Де поділась доля-воля,
Бунчуки, гетьмани? {133}
Вот истинная причина «недоли». Исчез золотой век Украины, ее идеальный государственный строй, уничтожена казачья сила. «А що то за люде / були тії запорожці — / Не було й не буде / таких людей» {134}. Полжизни готов он отдать, лишь бы забыть их «незабутни» дела {135}. Волшебные времена Палиев, Гамалиев, Сагайдачных владеют его душой и воображением. Истинная поэзия Шевченко — в этом фантастическом, никогда не бывшем мире, в котором нет исторической правды, но создана правда художественная. Все его остальные стихи и поэмы, вместе взятые, не стоят тех строк, где он бредит старинными степями, Днепром, морем, бесчисленным запорожским войском, проходящим как видение.
О будущем своего края Тарас Григорьевич почти не думал. Раз как-то, следуя шестидесятнической моде, упомянул о Вашингтоне, которого «дождемся таки колись» {136}, но втайне никакого устройства, кроме прежнего казачьего, не хотел:
Оживуть гетмани в золотім жупані;
Прокинеться доля; козак заспіва:
„Ні жида, ні ляха“, а в степах Украйни —
Дай то Боже милий — блисне булава {137}.
Перед нами певец отошедшей казачьей эпохи, влюбленный в нее, как Дон Кихот в рыцарские времена.
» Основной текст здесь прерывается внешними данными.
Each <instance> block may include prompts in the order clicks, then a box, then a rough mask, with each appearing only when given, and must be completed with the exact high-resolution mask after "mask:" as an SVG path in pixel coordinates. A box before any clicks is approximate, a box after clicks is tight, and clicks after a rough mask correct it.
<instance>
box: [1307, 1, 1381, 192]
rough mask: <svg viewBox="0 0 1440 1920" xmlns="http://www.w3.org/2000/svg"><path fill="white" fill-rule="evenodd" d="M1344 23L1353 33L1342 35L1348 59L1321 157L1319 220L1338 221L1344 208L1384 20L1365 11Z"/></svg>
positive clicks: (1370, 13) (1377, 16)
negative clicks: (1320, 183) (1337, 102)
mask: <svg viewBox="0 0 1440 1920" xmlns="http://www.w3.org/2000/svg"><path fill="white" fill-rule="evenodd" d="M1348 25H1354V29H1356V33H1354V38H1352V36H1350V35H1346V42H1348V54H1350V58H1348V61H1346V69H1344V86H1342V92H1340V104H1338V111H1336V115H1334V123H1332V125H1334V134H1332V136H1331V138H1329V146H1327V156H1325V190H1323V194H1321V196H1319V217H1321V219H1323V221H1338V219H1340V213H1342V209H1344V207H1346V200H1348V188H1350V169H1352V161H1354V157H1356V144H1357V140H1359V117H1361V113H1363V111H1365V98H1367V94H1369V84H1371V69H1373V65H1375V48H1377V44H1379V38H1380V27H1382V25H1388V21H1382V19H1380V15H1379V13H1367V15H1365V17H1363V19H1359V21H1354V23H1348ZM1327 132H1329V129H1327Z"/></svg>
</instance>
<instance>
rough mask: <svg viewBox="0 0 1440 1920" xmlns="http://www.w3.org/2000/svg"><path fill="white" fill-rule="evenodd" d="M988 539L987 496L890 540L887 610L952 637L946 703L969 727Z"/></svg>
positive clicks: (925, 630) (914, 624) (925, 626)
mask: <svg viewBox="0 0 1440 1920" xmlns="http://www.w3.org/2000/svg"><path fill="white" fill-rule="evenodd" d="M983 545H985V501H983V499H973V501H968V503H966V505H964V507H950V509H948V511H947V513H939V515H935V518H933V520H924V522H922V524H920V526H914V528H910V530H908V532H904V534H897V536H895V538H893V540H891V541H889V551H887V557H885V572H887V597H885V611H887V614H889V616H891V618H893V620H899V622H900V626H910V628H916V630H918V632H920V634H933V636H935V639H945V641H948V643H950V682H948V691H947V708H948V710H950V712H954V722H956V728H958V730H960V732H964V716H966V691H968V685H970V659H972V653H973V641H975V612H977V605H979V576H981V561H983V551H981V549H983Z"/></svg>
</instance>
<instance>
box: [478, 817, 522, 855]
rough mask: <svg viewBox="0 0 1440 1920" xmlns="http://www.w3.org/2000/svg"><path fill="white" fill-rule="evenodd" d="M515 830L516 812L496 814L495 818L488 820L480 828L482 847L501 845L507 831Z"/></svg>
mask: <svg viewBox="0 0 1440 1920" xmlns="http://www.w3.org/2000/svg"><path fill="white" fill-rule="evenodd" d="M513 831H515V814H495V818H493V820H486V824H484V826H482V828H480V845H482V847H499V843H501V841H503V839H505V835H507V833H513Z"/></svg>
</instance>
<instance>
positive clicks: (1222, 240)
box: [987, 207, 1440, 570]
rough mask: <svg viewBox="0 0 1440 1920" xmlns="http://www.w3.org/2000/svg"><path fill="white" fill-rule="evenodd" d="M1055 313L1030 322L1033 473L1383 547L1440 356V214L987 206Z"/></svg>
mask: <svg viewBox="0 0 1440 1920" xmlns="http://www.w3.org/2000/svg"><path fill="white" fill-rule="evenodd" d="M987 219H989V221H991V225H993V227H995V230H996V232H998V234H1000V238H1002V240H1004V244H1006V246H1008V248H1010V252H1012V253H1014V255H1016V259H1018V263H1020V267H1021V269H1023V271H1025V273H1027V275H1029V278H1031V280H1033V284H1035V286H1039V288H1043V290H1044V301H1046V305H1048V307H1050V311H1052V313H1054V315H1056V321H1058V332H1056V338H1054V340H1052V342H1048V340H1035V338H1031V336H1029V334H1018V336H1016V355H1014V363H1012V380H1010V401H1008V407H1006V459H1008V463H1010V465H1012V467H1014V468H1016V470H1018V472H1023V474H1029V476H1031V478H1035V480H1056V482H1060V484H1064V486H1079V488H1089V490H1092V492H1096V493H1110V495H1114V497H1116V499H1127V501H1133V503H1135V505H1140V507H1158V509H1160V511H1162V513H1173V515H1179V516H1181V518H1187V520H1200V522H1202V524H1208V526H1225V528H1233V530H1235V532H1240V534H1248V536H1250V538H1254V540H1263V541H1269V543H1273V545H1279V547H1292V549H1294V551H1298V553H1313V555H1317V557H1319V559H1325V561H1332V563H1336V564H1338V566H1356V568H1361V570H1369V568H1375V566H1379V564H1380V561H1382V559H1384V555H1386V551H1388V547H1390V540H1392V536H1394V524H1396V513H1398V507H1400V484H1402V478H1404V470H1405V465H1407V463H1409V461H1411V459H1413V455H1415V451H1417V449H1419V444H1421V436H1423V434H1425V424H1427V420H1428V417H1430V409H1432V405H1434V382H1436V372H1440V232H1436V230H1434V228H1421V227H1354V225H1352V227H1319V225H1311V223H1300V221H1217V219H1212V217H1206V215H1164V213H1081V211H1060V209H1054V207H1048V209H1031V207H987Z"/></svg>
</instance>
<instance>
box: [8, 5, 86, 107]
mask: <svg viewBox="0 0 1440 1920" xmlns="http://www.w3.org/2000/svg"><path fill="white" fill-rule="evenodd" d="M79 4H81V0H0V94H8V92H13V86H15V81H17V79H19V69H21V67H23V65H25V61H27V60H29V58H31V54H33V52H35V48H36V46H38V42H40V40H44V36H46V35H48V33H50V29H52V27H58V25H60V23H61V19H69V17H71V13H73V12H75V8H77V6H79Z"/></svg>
До самой смерти героем и предметом поклонения его был казак:|166:
Верзеться грішному, усатий,
3 своєю волею мені
На чорнім вороні-коні! {138}
Надо ли после этого искать причин русофобии? Всякое пролитие слез над руинами Чигирина, Батурина и прочих гетманских резиденций неотделимо от ненависти к тем, кто обратил их в развалины. Любовь к казачеству — оборотная сторона вражды к Москве.
Но и любовь и ненависть эти — не от жизни, не от современности. Еще Кулишем и Драгомановым установлено, что поэт очень рано, в самом начале своего творчества попал в плен к старой казачьей идеологии. По словам Кулиша, он пострадал от той первоначальной школы, «в которой получил то, что в нем можно было назвать faute de mieux {139} образованием», он долго сидел «на седалище губителей и злоязычников» [134]*.
По-видимому, уже в Петербурге, в конце 30-х годов нашлись люди, просветившие его по части Мазеп, Полуботков и подсунувшие ему «Историю русов». Без влияния этого произведения трудно вообразить то прихотливое сплетение революционных и космополитических настроений с местным национализмом, которое наблюдаем в творчестве Шевченко. По словам Драгоманова, ни одна книга, кроме Библии, не производила на Тараса Григорьевича такого впечатления, как «История русов». Он брал из нее целые картины и сюжеты. Такие произведения, как «Підкова», «Гамалія», «Тарасова ніч», «Вибір Наливайка», «Невольник», «Великий льох», «Чернець» {140} — целиком навеяны ею.
Прошлое Малороссии открылось ему под углом зрения «Летописи Конисского»; он воспитался на ней, воспринял ее как откровение, объяснявшее причины невзгод и бедствий родного народа. Даже на самый чувствительный для него вопрос о крепостном праве на Украине «летопись» давала свой ответ — она приписывала введение его москалям. Не один Шевченко, а все кирилло-мефодиевцы вынесли из нее твердое убеждение в москальском происхождении крепостничества. В «Книгах бытия украинского народа» Костомаров писал: «А німка цариця Катерина, курва|167: всесвітна, безбожниця, убійниця мужа свого, в останнє доконала козацтво і волю, бо, одібравши тих, котрі були в Україні старшими, наділила їх панством и землями, понадавала їм вільну братію в ярмо і поробила одних панами, а других невольниками» [135]*. Если будущий ученый-историк позволял себя такие речи, то что можно требовать от необразованного Шевченко? Москали для него стали источником всех бедствий.